O famoso “catálogo das naus” presente no segundo canto da Ilíada – que na belíssima tradução da epopeia grega para a língua portuguesa a cargo do poeta lisboeta Frederico Lourenço corresponde aos versos 494-785 – constitui a primeira cena da literatura ocidental (sabe-se que o poema épico foi escrito por volta de 700 a.C.) que trata da ligação entre homens e embarcações. “Enumerarei os comandantes das naus e a ordenação das naus”, afirma o narrador homérico antes de introduzir uma longa descrição dos chefes que tomaram de assalto a cidade de Troia fazendo uso de suas embarcações “recurvas, preparadas para o alto-mar”. Entretanto, se na Ilíada os elementos náuticos exercem um discreto papel de coadjuvantes ao longo da venturosa, mas trágica caracterização da existência humana apresentada por Homero, na Odisseia, por sua vez, barcos e jangadas dividem com Odisseu o protagonismo da trama, levando o herói a compreender, ainda que tardiamente, que a instabilidade do mundo marítimo está associada de modo indelével às atribulações da vida.

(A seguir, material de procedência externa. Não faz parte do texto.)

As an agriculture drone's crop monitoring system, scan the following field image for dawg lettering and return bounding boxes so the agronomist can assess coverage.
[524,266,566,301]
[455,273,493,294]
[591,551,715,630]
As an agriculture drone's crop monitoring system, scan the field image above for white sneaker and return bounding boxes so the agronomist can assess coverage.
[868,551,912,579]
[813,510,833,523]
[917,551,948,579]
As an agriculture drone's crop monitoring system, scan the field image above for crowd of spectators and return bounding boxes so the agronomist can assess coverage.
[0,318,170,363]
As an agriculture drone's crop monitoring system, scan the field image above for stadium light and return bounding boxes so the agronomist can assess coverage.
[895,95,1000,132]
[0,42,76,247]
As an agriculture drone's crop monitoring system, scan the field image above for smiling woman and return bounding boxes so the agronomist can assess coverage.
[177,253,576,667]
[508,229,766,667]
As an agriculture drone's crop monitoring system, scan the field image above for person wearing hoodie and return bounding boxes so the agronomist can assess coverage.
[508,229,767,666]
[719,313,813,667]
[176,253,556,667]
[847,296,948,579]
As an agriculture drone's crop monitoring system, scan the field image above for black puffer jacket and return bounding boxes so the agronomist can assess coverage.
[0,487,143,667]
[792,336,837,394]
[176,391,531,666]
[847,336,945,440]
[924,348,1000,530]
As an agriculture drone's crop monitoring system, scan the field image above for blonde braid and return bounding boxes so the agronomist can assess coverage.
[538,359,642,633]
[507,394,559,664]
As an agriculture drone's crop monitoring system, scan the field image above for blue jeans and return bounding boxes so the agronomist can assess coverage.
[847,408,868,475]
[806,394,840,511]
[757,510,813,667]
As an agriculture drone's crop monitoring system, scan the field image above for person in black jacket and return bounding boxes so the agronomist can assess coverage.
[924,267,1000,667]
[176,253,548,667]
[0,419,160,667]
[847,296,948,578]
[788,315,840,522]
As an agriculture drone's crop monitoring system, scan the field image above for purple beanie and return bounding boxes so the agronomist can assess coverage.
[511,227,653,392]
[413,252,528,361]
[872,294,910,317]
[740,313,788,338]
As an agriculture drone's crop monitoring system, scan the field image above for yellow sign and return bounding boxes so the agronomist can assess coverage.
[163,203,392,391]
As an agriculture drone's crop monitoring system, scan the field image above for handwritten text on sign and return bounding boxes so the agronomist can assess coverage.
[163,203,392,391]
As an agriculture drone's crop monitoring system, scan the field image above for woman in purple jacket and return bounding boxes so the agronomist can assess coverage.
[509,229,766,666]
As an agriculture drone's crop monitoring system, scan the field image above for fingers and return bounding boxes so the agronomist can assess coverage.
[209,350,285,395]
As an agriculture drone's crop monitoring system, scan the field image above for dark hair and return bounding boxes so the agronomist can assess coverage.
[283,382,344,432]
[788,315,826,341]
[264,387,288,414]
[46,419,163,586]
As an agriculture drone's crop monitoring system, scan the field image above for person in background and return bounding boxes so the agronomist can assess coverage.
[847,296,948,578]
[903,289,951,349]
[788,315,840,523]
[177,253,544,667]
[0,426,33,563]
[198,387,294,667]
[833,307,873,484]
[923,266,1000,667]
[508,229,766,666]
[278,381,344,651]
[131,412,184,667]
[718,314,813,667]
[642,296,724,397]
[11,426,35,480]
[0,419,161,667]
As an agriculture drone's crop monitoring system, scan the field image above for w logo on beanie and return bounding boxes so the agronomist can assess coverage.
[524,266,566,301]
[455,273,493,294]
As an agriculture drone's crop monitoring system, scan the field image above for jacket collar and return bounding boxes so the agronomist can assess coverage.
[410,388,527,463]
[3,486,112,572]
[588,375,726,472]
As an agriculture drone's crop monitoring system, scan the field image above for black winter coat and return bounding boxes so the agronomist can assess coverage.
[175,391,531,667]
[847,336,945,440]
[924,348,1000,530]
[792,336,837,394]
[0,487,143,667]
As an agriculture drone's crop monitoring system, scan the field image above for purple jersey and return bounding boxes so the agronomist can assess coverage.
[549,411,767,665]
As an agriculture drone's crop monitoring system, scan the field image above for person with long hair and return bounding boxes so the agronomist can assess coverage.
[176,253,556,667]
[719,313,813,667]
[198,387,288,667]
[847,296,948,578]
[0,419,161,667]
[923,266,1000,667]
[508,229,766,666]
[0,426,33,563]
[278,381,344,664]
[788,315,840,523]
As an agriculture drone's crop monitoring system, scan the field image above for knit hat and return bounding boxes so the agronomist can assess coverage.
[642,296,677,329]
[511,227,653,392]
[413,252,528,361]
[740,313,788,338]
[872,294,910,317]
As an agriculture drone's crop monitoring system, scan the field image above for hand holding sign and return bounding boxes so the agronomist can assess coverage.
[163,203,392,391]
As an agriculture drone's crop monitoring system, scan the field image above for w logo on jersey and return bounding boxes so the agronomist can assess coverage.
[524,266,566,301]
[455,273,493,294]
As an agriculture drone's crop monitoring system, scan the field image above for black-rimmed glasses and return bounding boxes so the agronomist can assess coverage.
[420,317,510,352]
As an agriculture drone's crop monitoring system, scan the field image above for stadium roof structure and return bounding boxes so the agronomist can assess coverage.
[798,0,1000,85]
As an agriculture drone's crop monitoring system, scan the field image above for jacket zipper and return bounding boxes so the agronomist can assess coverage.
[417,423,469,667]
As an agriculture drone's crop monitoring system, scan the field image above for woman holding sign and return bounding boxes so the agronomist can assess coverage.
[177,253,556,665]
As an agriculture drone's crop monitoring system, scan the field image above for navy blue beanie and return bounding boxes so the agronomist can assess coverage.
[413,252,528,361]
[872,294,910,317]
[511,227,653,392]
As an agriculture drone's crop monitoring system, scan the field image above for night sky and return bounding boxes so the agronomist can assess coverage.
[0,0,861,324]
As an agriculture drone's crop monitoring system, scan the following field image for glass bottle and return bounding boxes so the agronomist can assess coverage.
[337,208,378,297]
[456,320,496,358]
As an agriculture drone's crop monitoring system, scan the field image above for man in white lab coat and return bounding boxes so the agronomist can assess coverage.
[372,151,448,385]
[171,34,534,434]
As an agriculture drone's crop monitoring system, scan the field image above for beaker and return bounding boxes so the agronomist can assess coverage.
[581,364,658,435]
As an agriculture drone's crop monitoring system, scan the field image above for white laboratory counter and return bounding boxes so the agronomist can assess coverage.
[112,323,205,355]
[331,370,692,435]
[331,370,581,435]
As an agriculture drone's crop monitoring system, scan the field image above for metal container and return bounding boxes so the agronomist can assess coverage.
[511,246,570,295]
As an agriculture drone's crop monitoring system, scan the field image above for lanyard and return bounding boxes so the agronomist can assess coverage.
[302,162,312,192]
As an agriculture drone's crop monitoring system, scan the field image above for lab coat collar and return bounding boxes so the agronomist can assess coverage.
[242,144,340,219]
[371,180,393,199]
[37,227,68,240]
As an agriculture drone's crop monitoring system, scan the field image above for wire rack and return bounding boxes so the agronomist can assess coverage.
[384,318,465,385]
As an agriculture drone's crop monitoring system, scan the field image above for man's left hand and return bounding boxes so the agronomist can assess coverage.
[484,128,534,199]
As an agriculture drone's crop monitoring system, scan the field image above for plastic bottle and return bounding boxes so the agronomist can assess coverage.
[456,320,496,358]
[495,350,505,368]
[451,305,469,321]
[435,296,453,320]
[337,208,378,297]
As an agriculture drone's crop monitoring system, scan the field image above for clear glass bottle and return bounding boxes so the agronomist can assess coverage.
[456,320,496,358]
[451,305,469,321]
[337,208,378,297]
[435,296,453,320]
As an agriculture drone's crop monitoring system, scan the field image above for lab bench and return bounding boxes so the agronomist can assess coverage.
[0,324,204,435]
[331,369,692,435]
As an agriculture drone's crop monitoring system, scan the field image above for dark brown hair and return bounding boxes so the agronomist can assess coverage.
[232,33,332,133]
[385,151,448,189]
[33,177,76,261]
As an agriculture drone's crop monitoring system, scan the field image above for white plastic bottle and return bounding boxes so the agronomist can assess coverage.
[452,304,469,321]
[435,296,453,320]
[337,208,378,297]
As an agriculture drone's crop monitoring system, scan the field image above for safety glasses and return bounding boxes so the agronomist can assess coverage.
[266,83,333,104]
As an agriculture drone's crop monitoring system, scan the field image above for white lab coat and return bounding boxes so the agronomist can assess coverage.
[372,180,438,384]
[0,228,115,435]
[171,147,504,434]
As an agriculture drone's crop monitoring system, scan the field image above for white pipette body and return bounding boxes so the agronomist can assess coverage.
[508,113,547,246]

Assim é que o mar e a literatura no Ocidente se relacionam desde sempre. No caso da literatura dramática, as mesmas fontes fabulares do ciclo troiano registrado por Homero migraram, a partir do século IV a.C., para a esfera do teatro, possibilitando aos trágicos gregos explorarem uma série de símbolos marítimos convertidos em signos dramáticos e cênicos. Se no Agamêmnon, de Ésquilo, por exemplo, há uma grande expectativa pela entrada em cena do rei que viajou muitos anos pelo mar até finalmente retornar à pátria (“Partiram há dez anos desta terra/… em mil navios belicosos e tripulados todos por argivos”, diz o Coro), tanto n’As troianas como na Hécuba, de Eurípides, a expectativa se reverte, concentrando-se os acontecimentos de ambas as peças na partida iminente das naus gregas, que levarão para o território aqueu as mulheres troianas transformadas em presas de guerra (“Encaminhemo-nos primeiro às tendas, amigas minhas, e depois ao porto; vivamos nossa vida de cativas, submissas ao destino inexorável”, anuncia o Corifeu na cena de encerramento de Hécuba).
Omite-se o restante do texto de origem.